The report notes that the reduction in inflation reflects targeted efforts to manage prices and safeguard vulnerable segments of society. Measures aimed at strengthening fiscal discipline, maintaining prudent monetary conditions and improving administrative oversight have contributed to containing cost pressures across key consumer items.
While the overall trajectory remained downward, monthly data showed some short-term variation. Inflation in January 2026 rose to 5.8 percent, compared with the lower average recorded earlier in the fiscal year.
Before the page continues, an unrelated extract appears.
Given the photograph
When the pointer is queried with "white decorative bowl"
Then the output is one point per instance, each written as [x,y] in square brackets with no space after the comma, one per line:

The report attributes this increase to normal seasonal adjustments and evolving market conditions, underscoring the importance of continued policy coordination to maintain stability.
Despite the monthly uptick, the broader decline in average inflation suggests that price risks remain manageable. Compared with the same period last year, households experienced relatively lower increases in the cost of goods and services, supporting purchasing power and easing pressure on household budgets.
The improvement in CPI performance comes as economic activity gradually stabilises. A more moderate inflation environment typically helps businesses plan production and pricing decisions with greater certainty while allowing consumers to make spending choices without abrupt cost shocks.
The Planning Commission’s assessment highlights that sustained macroeconomic stability requires consistent monitoring of supply conditions and market behavior. Seasonal food price movements, transportation costs and shifts in demand patterns can still influence monthly inflation readings. Maintaining vigilance over these factors is therefore considered essential to preserving gains achieved so far.
Lower inflation also contributes to broader economic confidence. Stable prices help create a predictable environment for trade and commerce and support long-term planning across sectors. The report indicates that maintaining price stability remains a key element of the government’s overall economic management strategy.
With average CPI easing to 5.2 percent during Jul–Jan FY2025-26, the data suggest a more balanced price environment than last year. If the trend continues through the remainder of the fiscal year, Pakistan could sustain moderate inflation, reinforcing the foundation for steady, inclusive growth.